Evelynn M. Hammonds, Ph.D.

hammond_400x400_min.pngEvelynn M. Hammonds, Ph.D.
Chair, Department of the History of Science, Barbara Gutmann Rosenkrantz Professor of the History of Science, Professor of African and African American Studies, Harvard University

Professor Hammonds is a member of the faculty in the Faculty of Arts and Sciences at Harvard University. She was the first Senior Vice Provost for Faculty Development and Diversity at Harvard (2005-2008). From 2008-2013 she served as Dean of Harvard College. She holds honorary degrees from Spelman College and Bates College. Professor Hammonds is the director of the Project on Race & Gender in Science & Medicine at the Hutchins Center for African and African American Research at Harvard.
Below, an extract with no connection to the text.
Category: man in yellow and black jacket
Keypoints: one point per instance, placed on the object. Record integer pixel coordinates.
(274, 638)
Professor Hammonds earned a Ph.D. in the history of science from Harvard University, an S.M. in physics from the Massachusetts Institute of Technology (MIT), a B.E.E. in electrical engineering from the Georgia Institute of Technology, and a B.S. in physics from Spelman College. In 2010 she was appointed to President Barack Obama’s Board of Advisers on Historically Black Colleges and Universities and in 2014 to the President’s Commission on Excellence in Higher Education for African Americans. She has published articles on the history of disease, race and science, African American feminism, African-American women and the epidemic of HIV/AIDS and analyses of gender and race in science and medicine. Professor Hammonds’ current research focuses on diversity in STEM fields; the intersection of scientific, medical and socio-political concepts of race in the United States; and genetics and society. Professor Hammonds served two terms on the Committee on Equal Opportunity in Science and Engineering (CEOSE), the congressionally mandated oversight committee of the National Science Foundation (NSF). Professor Hammonds was appointed to the Committee on Women in Science, Engineering and Medicine (CWSEM) of the National Academies in 2016. In 2018, she was elected to the National Academy of Medicine.